Soul Food Summary


Home > Television > S > Soul Food > Summary


Television series adapted from the 1997 feature film, "Soul Food," about several generations of an African-American family who gather together every week for Sunday dinner. The series follows the lives of the three Joseph sisters -- Teri, a divorced attorney; Bird, a newlywed and salon owner; and Maxine, a housewife -- as they try to keep the family together after their mother's death.

Beautiful and intelligent, Teri is an ambitious attorney with a cool demeanor. Anxious not to repeat the mistakes of her first two marriages, finds herself in love with a younger man, but her blunt and sometimes opinionated attitude tends to alienate anyone who tries to get close to her -- including the rest of her family. Maxine is happily married to Kenny, and the mother of three young children. Possessing the same passion and wisdom as her late Mama Joe, Maxine seems able to hold the family together through all their trials. Bird is juggling a new baby (Jeremiah), a new business and an unemployed husband (Lem) -- and struggling to make it all work. Although see hopes to expand her business some day, for now, she's deep in debt and just trying to focus on keeping her family together.

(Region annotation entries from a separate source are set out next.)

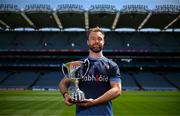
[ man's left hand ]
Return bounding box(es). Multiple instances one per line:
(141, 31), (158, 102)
(77, 98), (95, 107)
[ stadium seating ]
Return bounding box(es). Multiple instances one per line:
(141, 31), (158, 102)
(133, 72), (176, 90)
(0, 31), (180, 90)
(32, 71), (64, 89)
(0, 32), (180, 52)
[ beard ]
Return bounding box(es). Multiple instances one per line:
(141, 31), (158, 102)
(89, 44), (103, 53)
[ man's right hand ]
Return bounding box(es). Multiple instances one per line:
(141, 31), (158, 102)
(64, 93), (74, 106)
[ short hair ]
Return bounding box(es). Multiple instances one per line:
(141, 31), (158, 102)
(87, 26), (105, 37)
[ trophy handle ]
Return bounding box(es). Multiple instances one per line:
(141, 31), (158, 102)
(62, 64), (68, 77)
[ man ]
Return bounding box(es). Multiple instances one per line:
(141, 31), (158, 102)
(59, 27), (121, 116)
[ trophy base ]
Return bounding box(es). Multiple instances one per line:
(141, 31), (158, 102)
(72, 101), (85, 104)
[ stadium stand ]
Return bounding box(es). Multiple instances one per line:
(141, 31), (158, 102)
(32, 71), (63, 89)
(0, 2), (180, 90)
(133, 72), (176, 90)
(0, 71), (38, 89)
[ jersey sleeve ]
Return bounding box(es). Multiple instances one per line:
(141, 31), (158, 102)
(110, 65), (121, 83)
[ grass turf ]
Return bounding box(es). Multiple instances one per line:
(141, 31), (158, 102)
(0, 90), (180, 116)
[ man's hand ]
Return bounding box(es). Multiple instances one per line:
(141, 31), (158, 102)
(77, 98), (95, 107)
(64, 93), (74, 106)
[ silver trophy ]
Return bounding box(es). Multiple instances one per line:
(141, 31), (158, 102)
(62, 59), (90, 102)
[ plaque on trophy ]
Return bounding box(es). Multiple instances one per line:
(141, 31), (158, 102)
(62, 59), (90, 102)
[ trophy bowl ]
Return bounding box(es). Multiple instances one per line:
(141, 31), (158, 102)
(62, 59), (90, 103)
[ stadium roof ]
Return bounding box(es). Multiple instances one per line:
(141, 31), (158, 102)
(0, 0), (180, 30)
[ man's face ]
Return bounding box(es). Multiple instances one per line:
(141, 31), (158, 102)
(87, 32), (104, 53)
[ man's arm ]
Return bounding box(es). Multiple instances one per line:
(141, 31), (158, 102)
(59, 77), (73, 106)
(78, 82), (121, 107)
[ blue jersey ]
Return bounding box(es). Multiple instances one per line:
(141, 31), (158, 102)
(76, 57), (121, 116)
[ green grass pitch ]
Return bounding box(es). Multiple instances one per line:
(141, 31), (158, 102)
(0, 90), (180, 116)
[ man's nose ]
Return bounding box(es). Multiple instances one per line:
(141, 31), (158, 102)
(95, 39), (99, 43)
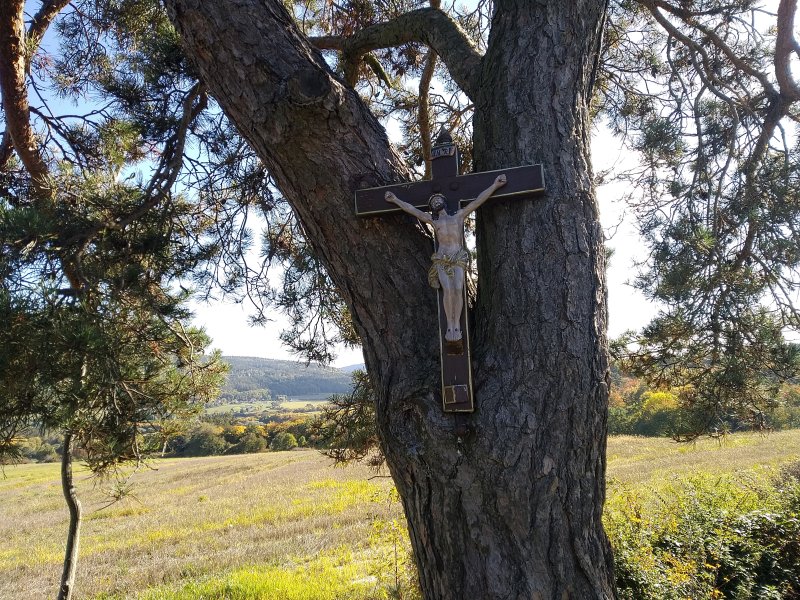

Kenny Chadway, owner of a small tow-truck business, is married to Maxine and the loving father of three. Underlying all of Kenny's decisions in life is his profound desire to make his family proud. His strong traditional values and expectations sometimes collide with a strong-willed Maxine. Lem Taylor, a hard-edged man from a rough upbringing, is currently on parole, but struggling to be an honest man. He is deceptively smart and analytical and longs to support his wife Bird and son through lawful means. Ahmad, the 12-year-old son of Maxine and Kenny, is an intelligent and quick-witted young man who attends an exclusive Chicago prep school; often called an "old soul" because of the knowledge passed down to him by his grandmother, Ahmad vacillates between adult-like insights and childish naivete.